O uso de celular e sua influência na qualidade espermática

 Recentemente, finalizamos mais uma edição da nossa Especialização em Análises Clínicas e Toxicológicas da Universidade de Passo Fundo. Entre os trabalhos de conclusão de especialização produzidos pelos alunos, o trabalho da Lidiana Biasi, orientado pelo professor Luciano Siqueira e que tive o prazer de ser membro da banca avaliadora me chamou  muito a atenção. A Lidiana permitiu que eu contasse um pouco dos resultados do trabalho dela aqui no blog, e por isso, lá vai:

   O objetivo do trabalho foi verificar se existia alguma correlação entre alguns hábitos e a qualidade espermática, verificada através do espermograma, um exame que avalia a vitalidade, motilidade, concentração de espermatozoides e morfologia. Participaram do estudo 32 homens com idades entre 21 e 47 anos. Aplicou-se um questionário aos voluntários que aceitaram participar da pesquisa onde se questionou sobre os seguintes hábitos: tabagismo, ingestão alcoólica, hábito de carregar o telefone celular no bolso da calça e utilizar notebooks no colo.

   Através de análise estatística de correlação de Spearman, os resultados demonstraram que o hábito de carregar o celular no bolso da calça apresenta uma correlação fraca (-0,36) mas significativa com a diminuição dos espermatozoides.  O que isso significa: que foi possível verificar que os homens que declararam carregar o celular no bolso da calça apresentaram uma contagem inferior no número de espermatozoides quando comparados com os valores dos homens que não tinham este hábito. Particularmente acredito que se aumentássemos a amostra, o valor da correlação também aumentaria.
  
  E qual seria o motivo do celular interferir com o número de espermatozoides? 
   Existem dois possíveis mecanismos: um deles, é o efeito das radiações sobre o núcleo das células de Leydig, que podem levar a danos no DNA e diminuição da síntese de testosterona. As radiações dos celulares operam entre 400 e 2000 MHz, dependendo do modelo. O outro mecanismo é o efeito térmico destes aparelhos uma vez que estas ondas eletromagnéticas produzem calor. Explico: para uma boa síntese de espermatozoides, a temperatura dos testículos deve estar por volta de 34ºC. A temperatura do corpo humano gira em torno dos 36-37ºC (você sabe disso, pois quando mede a sua temperatura para saber se está com febre, utiliza este parâmetro como o normal). Por isso que os testículos encontram-se localizados em uma estrutura externa ao organismo (ao contrário do que acontece com os ovários femininos), já que eles não são bons dissipadores de calor e trabalhar a uma temperatura corporal seria deletério para a sua função reprodutiva. Nesta mesma linha de raciocínio, o hábito de carregar o notebook no colo também foi avaliado, mas neste parâmetro não houve correlação significativa (embora existam outros estudos que conseguiram provar esta associação). 

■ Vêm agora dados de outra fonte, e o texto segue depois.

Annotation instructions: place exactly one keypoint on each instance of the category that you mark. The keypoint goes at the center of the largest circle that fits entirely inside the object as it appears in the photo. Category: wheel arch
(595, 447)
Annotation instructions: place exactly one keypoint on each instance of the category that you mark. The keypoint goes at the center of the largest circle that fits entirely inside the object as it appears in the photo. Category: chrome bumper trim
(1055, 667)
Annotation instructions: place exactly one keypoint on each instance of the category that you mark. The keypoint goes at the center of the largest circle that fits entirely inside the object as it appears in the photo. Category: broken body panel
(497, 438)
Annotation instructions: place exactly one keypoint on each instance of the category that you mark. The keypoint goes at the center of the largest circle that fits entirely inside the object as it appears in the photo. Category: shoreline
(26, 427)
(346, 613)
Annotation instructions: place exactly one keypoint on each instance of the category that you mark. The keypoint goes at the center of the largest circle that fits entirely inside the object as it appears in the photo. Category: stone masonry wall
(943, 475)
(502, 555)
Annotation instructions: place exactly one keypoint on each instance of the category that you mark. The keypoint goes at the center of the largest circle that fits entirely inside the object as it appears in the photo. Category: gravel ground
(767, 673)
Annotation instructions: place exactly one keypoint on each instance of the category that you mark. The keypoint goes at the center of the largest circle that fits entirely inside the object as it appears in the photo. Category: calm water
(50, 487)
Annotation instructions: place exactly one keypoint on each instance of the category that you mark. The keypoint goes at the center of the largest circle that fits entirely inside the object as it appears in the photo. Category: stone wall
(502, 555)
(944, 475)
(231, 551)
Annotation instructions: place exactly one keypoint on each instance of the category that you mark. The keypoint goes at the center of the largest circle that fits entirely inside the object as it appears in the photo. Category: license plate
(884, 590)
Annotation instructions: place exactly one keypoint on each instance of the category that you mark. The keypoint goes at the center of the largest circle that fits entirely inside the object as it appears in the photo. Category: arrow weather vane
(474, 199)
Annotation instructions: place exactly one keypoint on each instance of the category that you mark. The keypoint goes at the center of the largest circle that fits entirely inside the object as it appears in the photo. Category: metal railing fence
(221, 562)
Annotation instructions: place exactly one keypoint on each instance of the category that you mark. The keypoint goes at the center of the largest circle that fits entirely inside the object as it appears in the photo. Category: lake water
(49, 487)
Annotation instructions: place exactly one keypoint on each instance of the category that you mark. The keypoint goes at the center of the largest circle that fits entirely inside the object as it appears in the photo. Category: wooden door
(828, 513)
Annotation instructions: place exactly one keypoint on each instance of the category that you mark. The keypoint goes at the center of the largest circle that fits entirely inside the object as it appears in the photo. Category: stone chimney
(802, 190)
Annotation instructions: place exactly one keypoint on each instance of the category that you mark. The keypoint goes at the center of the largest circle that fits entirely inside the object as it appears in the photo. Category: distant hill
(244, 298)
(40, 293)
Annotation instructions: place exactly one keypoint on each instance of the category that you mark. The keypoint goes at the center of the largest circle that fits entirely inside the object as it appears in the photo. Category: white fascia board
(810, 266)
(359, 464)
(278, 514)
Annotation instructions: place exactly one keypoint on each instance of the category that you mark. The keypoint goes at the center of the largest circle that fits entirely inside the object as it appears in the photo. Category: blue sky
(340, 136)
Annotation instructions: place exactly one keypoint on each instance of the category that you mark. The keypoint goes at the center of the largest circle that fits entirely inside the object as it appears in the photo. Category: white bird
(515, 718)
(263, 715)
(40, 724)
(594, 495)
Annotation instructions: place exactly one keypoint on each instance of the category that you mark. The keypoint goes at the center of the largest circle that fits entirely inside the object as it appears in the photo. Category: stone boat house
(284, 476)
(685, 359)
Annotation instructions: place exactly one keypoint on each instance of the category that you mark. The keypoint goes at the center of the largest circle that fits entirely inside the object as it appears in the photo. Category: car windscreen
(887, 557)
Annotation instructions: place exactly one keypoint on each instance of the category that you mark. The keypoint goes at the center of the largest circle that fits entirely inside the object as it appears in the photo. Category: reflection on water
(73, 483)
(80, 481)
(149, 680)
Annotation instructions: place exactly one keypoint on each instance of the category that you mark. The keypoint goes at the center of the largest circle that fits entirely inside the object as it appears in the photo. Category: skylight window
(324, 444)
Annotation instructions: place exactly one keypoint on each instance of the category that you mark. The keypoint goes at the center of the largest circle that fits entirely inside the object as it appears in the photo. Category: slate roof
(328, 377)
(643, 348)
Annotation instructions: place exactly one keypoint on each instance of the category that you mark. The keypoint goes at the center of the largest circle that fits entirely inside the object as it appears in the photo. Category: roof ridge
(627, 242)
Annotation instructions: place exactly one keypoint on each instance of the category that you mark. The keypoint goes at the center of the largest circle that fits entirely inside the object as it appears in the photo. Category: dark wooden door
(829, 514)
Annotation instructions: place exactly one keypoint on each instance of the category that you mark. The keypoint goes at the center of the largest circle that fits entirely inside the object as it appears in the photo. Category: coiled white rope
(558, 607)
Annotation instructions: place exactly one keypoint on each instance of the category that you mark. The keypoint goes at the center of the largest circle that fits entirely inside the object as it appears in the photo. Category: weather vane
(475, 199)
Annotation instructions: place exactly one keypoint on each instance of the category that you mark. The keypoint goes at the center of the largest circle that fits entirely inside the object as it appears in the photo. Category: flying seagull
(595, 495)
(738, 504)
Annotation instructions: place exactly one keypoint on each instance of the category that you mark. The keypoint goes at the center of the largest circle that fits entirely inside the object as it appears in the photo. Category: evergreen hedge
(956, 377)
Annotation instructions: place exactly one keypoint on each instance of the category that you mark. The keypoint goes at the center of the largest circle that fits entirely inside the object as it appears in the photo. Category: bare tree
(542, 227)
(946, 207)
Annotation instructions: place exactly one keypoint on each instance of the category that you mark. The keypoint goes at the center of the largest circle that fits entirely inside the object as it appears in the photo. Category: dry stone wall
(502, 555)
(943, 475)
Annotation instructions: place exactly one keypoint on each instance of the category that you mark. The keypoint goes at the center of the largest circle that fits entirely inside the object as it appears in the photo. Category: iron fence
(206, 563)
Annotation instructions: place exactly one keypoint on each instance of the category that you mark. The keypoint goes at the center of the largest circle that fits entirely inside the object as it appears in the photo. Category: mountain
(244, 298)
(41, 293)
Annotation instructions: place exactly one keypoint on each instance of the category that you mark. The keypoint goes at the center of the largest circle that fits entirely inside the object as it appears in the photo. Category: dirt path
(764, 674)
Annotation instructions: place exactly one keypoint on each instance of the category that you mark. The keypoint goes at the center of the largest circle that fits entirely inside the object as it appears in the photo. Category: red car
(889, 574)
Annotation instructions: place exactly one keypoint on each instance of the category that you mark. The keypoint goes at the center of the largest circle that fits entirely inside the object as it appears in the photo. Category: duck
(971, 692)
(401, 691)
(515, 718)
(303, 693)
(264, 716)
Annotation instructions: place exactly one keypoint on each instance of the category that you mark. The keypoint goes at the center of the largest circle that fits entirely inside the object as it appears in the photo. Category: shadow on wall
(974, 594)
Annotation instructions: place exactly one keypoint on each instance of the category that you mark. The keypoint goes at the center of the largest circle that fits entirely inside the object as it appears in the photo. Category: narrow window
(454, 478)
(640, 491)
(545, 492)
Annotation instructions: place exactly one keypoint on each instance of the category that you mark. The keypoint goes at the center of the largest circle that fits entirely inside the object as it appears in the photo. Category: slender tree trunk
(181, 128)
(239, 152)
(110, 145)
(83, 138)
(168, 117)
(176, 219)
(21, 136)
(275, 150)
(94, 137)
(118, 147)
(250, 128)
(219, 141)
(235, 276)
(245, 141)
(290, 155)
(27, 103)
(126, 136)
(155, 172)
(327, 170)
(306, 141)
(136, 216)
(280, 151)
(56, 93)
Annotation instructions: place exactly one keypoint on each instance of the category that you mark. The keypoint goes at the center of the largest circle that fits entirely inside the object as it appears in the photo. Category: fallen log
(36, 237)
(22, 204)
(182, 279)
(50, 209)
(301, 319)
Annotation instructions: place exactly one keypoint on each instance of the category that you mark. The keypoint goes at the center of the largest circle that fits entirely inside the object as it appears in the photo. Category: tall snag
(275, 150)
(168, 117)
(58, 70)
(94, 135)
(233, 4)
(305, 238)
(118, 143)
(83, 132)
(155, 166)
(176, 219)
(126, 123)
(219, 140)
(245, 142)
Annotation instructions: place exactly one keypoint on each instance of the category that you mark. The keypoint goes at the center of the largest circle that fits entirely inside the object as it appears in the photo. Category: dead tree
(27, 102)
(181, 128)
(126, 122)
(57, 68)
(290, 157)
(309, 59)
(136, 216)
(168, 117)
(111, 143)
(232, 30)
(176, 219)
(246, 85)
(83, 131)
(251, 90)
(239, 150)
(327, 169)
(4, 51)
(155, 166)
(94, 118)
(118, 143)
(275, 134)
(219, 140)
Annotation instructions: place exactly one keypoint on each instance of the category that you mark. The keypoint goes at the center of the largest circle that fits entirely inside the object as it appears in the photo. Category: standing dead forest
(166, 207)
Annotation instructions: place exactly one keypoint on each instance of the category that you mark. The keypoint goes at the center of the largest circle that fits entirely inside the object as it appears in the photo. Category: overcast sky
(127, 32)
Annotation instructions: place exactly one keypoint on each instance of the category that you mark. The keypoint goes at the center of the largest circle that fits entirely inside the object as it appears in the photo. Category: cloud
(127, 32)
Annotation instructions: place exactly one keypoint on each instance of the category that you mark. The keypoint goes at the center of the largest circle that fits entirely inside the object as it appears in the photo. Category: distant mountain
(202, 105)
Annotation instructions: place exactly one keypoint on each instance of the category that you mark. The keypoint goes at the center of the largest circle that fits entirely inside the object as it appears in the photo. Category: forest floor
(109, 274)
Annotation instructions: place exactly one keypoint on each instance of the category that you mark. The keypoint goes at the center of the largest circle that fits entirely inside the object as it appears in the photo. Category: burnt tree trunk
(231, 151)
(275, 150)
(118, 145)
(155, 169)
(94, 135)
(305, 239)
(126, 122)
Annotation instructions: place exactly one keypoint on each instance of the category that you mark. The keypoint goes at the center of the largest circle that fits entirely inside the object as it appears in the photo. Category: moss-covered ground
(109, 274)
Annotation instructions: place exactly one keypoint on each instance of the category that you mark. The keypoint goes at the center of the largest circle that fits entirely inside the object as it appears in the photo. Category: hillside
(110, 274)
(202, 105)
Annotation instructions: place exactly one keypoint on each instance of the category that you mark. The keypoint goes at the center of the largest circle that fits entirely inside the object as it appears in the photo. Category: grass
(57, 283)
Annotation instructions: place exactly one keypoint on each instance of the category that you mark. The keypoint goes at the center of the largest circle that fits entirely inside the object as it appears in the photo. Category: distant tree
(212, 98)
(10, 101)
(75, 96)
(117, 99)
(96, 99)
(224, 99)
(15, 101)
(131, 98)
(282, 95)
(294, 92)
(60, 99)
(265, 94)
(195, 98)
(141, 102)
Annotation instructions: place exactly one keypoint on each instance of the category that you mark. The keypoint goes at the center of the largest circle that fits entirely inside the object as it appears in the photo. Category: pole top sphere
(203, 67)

  É claro que existem alguns vieses neste estudo, como o fato dos hábitos serem avaliados por questionários, e muitas vezes as pessoas omitem alguns fatos e também a existência de inúmeros outros fatores que poderiam influenciar na espermatogênese. Mas de qualquer maneira, é perturbador que exista essa correlação (ainda que fraca) com o uso de celular.  Pelo sim, pelo não, sugere-se que os homens que estão tentando ter filhos minimizem a exposição a estas radiações.

  Conclusões semelhantes já foram obtidas por outros pesquisadores, inclusive com amostras maiores que esta. Ainda assim, os cientistas são cautelosos ao olhar para estes resultados e concluir que o celular de fato prejudique a fertilidade (e eu peço a você que me lê, que também seja cauteloso e não surte com este post). De qualquer maneira, todos concordam que estes resultados merecem nossa atenção e que mais estudos são necessários para esclarecer estes efeitos. Se você se interessou pelo assunto, consulte também esta reportagemou esta ou ainda pode consultar esta lista de artigos recentes que avaliaram estes aspectos.

  Meus alunos, há muito trabalho a ser feito! Vamos pesquisar?